Biographical details on Ioane-Zosime are scarce beyond the fact that he was one of the numerous expatriate Georgian clerics active at the monastery of Mar Saba in Palestine. In the early 970s he moved to Mount Sinai, probably fleeing the armies of the Fatimid Caliphate. His voluminous body of work dates from between 949 and 987. Of the three surviving manuscripts of Ioane-Zosime's Mar-Saba period, two – hymn collections from 949 and 954 – are the most important. On Mt. Sinai, Ioane-Zosime principally engaged in bookbinding, collating and copying. In his hymnographic compilations and chronologic treatises, Ioane-Zosime provides a detailed list of sources as well as an encyclopedically organized calendar of saint's feast days and a chronology of the Georgian liturgy. He was familiar with older texts which he frequently cites, comparing usage in different ecclesiastical centers and distinguishing Georgian from Greek sources. One of his anthologies of chants ends with a "testament," a poem written as an elaborate acrostic hymn in which reading the first and last letter of each strophe gives the name of St. George.

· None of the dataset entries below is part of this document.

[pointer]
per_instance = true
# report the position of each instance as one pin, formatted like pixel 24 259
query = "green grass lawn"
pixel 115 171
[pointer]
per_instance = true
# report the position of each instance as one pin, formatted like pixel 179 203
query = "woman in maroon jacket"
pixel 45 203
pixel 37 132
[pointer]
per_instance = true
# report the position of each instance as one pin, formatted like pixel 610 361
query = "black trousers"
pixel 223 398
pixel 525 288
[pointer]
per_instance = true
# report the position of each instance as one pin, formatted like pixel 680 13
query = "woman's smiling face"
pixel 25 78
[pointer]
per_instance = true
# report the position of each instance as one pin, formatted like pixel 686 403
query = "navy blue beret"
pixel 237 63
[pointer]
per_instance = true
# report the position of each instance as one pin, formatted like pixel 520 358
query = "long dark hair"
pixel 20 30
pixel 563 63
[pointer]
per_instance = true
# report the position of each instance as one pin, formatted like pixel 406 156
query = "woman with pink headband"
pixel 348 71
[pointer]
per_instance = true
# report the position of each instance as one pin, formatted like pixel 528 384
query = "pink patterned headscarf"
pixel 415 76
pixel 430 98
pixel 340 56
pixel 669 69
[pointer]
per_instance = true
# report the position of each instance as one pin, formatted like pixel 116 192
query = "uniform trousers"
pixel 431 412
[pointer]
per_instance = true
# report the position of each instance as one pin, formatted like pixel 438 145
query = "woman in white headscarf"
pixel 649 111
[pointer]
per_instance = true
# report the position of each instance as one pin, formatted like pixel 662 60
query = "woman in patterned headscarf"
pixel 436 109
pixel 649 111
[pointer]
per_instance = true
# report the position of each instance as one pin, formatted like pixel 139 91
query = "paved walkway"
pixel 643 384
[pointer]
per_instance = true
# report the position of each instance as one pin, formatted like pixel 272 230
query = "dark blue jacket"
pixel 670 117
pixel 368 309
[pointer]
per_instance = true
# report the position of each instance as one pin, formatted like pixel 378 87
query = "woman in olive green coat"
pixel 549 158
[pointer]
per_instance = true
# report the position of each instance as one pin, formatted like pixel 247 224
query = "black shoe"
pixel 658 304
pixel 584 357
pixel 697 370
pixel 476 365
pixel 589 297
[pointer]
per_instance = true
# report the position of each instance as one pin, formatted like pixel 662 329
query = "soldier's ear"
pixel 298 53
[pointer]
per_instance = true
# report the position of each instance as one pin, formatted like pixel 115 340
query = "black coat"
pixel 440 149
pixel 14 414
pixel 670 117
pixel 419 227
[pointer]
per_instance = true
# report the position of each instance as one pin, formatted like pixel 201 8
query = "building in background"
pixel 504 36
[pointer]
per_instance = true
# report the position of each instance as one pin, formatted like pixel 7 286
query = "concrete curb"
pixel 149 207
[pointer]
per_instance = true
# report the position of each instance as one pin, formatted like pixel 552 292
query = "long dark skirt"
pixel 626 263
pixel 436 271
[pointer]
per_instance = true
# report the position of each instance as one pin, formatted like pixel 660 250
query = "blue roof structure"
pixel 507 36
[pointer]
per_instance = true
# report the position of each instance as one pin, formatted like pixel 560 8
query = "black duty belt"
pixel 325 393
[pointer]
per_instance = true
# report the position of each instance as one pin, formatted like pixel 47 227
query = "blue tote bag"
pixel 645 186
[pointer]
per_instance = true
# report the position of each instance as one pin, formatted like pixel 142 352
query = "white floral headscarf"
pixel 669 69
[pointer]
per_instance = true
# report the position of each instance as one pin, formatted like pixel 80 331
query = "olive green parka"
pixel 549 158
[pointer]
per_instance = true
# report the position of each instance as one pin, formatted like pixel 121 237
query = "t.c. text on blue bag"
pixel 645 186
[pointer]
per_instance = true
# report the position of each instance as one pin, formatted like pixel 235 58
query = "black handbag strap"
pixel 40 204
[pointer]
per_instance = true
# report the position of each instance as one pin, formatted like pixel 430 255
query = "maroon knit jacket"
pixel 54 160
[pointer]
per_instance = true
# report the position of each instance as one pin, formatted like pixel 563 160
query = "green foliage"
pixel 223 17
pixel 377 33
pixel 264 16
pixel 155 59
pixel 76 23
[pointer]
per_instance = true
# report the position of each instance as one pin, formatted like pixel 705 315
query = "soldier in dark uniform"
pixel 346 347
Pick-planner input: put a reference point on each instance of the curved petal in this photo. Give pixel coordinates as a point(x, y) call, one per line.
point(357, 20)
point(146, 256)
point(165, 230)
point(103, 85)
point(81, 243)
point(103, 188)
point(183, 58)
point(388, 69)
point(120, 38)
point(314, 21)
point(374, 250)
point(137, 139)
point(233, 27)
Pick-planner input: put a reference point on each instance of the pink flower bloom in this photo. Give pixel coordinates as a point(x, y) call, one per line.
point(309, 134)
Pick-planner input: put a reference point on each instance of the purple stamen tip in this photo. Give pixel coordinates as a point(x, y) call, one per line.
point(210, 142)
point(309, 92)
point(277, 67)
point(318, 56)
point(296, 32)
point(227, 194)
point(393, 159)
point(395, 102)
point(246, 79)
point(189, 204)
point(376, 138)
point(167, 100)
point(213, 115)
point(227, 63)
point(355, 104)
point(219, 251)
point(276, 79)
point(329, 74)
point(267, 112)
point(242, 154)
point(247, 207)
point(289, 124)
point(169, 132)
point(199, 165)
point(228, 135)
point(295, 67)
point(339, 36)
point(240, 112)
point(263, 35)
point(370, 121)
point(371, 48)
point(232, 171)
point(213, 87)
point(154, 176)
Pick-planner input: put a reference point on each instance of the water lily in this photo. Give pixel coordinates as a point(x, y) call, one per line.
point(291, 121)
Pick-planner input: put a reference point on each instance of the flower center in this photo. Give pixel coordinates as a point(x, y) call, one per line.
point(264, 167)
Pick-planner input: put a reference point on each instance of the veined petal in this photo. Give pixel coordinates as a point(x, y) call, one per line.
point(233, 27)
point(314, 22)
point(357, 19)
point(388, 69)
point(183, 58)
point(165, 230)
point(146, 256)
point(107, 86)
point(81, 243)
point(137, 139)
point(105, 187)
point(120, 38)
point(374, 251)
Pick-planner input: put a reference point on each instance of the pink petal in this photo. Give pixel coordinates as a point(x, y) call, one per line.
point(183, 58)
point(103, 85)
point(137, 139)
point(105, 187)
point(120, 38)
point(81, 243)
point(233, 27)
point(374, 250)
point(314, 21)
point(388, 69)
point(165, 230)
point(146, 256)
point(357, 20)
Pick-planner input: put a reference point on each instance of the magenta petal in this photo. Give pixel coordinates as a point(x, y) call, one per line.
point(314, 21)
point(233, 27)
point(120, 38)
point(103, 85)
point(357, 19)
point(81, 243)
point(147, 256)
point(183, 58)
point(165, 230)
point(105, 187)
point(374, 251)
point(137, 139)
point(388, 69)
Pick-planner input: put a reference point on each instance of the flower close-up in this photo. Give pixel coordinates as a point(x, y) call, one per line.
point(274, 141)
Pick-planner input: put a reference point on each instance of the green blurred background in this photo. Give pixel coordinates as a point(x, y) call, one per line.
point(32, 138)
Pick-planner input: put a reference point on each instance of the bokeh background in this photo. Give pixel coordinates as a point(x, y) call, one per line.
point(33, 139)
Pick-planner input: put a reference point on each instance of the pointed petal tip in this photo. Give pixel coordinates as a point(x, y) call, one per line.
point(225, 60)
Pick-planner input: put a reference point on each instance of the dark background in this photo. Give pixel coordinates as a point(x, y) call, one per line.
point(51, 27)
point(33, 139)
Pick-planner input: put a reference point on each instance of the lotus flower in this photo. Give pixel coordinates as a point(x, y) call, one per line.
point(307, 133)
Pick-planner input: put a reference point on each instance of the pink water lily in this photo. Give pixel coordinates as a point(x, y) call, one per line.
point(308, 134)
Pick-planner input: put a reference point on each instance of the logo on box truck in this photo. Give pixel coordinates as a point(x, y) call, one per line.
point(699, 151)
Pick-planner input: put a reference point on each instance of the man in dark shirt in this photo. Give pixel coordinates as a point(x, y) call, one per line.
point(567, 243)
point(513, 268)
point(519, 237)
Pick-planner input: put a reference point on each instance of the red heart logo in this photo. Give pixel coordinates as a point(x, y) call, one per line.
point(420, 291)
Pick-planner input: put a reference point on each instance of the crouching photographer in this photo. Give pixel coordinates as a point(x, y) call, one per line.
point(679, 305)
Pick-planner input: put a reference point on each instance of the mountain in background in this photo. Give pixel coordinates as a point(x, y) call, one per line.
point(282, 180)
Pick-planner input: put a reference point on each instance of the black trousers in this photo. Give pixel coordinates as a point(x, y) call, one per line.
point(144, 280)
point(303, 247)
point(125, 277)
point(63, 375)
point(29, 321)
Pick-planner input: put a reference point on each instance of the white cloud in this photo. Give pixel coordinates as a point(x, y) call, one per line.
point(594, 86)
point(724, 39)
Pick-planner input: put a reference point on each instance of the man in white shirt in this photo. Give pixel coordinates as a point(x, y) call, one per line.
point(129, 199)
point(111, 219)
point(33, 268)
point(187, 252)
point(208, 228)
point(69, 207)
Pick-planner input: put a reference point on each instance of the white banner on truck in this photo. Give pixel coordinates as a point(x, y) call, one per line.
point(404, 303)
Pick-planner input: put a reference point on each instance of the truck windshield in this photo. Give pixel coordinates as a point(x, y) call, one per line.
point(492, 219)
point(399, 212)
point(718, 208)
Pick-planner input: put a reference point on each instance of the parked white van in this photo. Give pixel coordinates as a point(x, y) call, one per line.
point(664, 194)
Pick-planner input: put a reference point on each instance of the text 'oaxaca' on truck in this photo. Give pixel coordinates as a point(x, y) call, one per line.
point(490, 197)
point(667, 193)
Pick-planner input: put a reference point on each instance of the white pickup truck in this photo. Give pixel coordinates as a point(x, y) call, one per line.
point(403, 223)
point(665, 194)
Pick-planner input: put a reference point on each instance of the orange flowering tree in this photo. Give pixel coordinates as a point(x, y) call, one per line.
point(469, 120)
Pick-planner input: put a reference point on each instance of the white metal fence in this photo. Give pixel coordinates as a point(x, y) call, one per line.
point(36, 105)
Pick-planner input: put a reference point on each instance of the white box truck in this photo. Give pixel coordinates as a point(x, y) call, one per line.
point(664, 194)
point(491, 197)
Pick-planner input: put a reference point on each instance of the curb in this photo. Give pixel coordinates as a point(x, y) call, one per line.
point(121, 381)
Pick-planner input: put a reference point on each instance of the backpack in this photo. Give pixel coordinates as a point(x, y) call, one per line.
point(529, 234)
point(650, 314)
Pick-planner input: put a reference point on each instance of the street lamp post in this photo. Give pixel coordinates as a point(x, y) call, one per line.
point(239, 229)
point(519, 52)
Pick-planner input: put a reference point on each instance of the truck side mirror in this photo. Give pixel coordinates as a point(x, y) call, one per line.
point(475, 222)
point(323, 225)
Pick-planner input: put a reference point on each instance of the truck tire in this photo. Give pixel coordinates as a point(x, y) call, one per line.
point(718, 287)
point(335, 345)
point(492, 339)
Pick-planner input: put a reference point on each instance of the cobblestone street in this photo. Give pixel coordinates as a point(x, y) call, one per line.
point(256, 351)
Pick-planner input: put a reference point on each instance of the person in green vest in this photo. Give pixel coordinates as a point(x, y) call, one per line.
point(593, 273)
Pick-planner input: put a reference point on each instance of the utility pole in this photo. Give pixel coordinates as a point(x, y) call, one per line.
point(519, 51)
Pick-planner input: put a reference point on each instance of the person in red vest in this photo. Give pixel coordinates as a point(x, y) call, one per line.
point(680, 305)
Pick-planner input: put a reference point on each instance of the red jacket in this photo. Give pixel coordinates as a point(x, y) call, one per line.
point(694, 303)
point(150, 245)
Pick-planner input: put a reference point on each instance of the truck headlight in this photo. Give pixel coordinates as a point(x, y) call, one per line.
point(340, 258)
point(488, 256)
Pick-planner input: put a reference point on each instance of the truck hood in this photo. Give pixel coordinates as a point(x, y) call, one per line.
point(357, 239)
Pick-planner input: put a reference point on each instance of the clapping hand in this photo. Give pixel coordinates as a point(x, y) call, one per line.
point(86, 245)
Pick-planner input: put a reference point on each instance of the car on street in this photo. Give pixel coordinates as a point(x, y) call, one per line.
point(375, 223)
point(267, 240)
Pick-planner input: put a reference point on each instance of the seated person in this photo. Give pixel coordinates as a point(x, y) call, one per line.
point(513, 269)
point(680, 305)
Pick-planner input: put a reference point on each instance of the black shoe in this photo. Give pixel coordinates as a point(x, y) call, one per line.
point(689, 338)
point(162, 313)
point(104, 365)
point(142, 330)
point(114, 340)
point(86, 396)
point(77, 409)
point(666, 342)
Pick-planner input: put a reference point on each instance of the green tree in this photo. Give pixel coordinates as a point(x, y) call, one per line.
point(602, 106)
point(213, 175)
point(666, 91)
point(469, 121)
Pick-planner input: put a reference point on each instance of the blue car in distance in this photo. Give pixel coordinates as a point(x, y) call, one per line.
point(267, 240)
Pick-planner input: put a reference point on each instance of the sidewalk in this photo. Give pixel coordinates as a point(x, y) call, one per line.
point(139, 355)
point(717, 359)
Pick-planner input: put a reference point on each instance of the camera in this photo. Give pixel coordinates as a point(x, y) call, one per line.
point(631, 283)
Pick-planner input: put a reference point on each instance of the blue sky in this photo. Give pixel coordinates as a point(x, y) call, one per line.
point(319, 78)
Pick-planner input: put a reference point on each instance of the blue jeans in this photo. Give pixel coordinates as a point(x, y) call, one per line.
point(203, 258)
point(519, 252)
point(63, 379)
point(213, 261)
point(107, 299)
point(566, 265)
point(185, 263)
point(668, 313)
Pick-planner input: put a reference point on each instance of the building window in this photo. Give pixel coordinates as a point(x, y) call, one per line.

Ioane-Zosime's best known hymn is "Praise and Exaltation of the Georgian Language" (ქებაჲ და დიდებაჲ ქართულისა ენისაჲ), a mystic poem making heavy use of numerological symbolism and biblical allusions. Zosime describes his native language as esoteric, juxtaposing Georgian with Greek – the official language of the Byzantine Empire – and claiming a unique, sacred role for it as the tongue to be used on the Judgment Day.